Fingers curled delicately against the mug's handle, wrapping their absurd length several times around the tiny bit of white porcelain, small tufts of long black hair sprouting from each fingertip. Kenneth Aery raised the cup to his quivering lips and attempted to drink some of the rich brown liquid within. His lower jaw was set too far forward, giving him a cartoonish underbite which allowed a few drops of the coffee to run down onto his blue button-up. 

"And what happened after you and Miss Eldridge left the home of Janice Whitaker?" 

Part of any interrogation is establishing a baseline for truthfulness. Detective Harlson was asking questions he already knew the answers to, hoping to ascertain a rough idea of what honesty looked like in a form so brutally distorted. 

"We were heading back to the church. Mrs. Whitaker was our final stop for the day, so we banked off of third street to cut across the woods." 

Discerning one syllable from the next was next to impossible, Mr. Aery's tongue was blatantly too large for his mouth, bumping clumsily against his teeth as he spoke. 

"We were almost out. I could see the streetlights of 6th shining through the treeline, and suddenly the ground was gone and I was falling. WE were falling." 

Kenneth found himself drawn back into the moment. The cool air rushing past his skin, faint twinkle of starlight through the canopy falling away from him. He could still see Julia in his mind. Fear and surprise contorting her face, her hair whipping wildly in a thousand different directions. Like a thousand threads beginning to unravel. He shook himself. 

"And then what happened?" 

A slimy teardrop ran down Kenneth's cheek, sliding almost without friction as it traversed the curve of his furry face, clinging to a wild strand of hair at the bottom of his chin before dropping onto the steel table. 

The interrogator was trying to keep the young man on track. Last time the tears started, Mr. Aery had needed seven doses of ketamine to calm down. They couldn't afford to lose that kind of time. 

"Kenneth. Julia might still be alive down there. I need you to focus." 

"I'm sorry I just- Oh god. We fell for a while. I can't say for sure how long, it felt like forever. I heard a horrible snap when we landed against the stone floor. I thought it came from me, at first. Then Julia started..." 

He trailed off, prompting Detective Harlson to snap his fingers in what could only be described as a rude attempt to keep his attention. 

"I'm sorry. The screaming wasn't her fault, but God damn it I wish she had managed to stay silent. Easier said than done with a shattered wrist, I guess." 

Kenneth fixed one of his oily eyes on the detective's face, as if trying to gauge how much he trusted him. The yellow irises floated in the center of each blackened eyeball, holding an appearance similar to the sun shining against the vacuum of space.
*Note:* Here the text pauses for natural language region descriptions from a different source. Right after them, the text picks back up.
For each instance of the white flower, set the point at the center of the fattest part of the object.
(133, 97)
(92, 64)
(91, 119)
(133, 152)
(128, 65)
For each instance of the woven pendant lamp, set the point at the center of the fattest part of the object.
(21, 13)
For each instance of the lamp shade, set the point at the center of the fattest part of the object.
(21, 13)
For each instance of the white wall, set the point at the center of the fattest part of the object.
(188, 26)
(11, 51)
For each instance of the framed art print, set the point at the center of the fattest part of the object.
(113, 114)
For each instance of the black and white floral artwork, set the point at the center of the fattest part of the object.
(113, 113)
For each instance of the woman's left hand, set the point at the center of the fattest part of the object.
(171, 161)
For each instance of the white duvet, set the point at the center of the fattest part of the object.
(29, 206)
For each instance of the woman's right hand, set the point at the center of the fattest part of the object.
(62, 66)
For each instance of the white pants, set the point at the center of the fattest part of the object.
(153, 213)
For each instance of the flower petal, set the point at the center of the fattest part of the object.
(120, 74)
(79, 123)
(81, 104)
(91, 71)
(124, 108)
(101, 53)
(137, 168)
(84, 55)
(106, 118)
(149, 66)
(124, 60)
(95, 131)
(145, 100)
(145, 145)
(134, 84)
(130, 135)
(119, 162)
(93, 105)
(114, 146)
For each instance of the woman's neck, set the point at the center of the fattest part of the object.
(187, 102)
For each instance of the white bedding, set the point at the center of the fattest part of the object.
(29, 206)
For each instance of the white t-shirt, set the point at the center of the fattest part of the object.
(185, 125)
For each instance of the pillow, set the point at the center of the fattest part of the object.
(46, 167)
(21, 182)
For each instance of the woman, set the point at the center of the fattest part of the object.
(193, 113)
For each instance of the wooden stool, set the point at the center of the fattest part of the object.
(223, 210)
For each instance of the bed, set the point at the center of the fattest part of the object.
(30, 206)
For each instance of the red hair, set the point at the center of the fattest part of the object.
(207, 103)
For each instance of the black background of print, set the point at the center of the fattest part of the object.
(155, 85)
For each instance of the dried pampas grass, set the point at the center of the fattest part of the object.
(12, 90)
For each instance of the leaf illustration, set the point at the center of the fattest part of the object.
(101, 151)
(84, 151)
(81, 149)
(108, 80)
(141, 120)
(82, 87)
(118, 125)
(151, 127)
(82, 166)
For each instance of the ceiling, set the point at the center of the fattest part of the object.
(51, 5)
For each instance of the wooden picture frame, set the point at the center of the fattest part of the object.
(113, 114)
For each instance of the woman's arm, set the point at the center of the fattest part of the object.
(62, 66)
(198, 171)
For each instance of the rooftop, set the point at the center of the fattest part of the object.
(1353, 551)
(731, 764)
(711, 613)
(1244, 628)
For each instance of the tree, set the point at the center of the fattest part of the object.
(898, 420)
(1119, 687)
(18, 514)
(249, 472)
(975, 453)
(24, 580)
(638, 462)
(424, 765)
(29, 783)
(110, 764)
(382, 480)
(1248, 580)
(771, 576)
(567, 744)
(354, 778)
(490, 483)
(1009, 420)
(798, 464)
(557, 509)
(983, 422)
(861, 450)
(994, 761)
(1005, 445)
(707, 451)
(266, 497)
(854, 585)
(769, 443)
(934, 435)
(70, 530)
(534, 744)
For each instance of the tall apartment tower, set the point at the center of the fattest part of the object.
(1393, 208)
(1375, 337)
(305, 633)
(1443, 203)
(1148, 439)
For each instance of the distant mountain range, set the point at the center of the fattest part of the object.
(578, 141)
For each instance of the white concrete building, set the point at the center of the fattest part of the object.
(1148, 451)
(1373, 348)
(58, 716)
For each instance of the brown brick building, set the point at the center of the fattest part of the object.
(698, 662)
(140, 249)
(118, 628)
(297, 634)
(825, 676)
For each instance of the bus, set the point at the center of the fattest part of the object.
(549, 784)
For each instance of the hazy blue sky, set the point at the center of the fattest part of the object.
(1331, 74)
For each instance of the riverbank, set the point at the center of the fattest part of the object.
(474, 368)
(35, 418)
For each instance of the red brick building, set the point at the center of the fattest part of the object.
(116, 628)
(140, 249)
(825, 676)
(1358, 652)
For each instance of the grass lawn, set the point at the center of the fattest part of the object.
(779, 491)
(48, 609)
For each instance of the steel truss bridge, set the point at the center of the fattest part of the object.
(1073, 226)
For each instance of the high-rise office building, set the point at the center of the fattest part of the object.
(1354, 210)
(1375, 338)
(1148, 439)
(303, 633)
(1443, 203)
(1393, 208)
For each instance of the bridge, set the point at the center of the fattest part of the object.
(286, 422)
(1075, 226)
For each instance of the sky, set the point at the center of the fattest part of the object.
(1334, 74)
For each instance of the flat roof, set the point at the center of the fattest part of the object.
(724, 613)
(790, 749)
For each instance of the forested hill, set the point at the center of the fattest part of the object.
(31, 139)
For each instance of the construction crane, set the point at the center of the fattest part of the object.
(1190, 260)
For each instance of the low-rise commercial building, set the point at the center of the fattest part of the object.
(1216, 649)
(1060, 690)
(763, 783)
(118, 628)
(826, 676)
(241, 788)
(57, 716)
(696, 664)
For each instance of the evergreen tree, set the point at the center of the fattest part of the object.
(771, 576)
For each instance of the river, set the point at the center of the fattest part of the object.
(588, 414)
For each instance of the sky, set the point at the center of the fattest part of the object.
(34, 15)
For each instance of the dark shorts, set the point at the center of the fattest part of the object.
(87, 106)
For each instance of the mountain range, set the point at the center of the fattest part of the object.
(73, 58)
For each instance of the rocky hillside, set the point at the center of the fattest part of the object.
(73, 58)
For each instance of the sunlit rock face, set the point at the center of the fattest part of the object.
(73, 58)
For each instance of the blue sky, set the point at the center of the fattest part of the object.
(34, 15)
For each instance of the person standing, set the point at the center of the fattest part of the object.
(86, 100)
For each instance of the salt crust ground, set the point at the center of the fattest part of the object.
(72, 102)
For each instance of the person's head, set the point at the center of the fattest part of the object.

He thought back to how the police had drawn their weapons on him, despite how he had been the one to call. It was easier to understand, now that he'd been given access to a mirror. 

"Julia started screaming, and these things. These things started pouring out of the walls. Tiny, fucking bugs or something. I felt them before I saw them. Thousands of little legs crawling over every inch of me. I grabbed my phone for a light. I was flailing, desperately batting at the tiny bugs with my free hand. The flashlight came on, and they scattered." 

Kenneth fought the urge to scratch at the phantom sensation the memory brought to bear against his skin. 

Harlson was pleased to be finally getting somewhere. In past interviews, Kenneth had broken down at this point,  sobbing and refusing to go any further into his story. As the detective watched intensely for any sign of deception in the young man's face, he noticed how the nose appeared to have been crumpled, fold lines standing clear like the creases of an accordion. 

"They stayed there on the wall for a while, and we tried screaming for help. After a few minutes, my phone hit low battery. We knew we had to do something, but I was terrified of getting more lost in trying to find a way out. I wanted to stay put, but Julia snatched my phone away and took off down a corridor." 

"You did the right thing. The further in you go, the less likely you are to ever come out."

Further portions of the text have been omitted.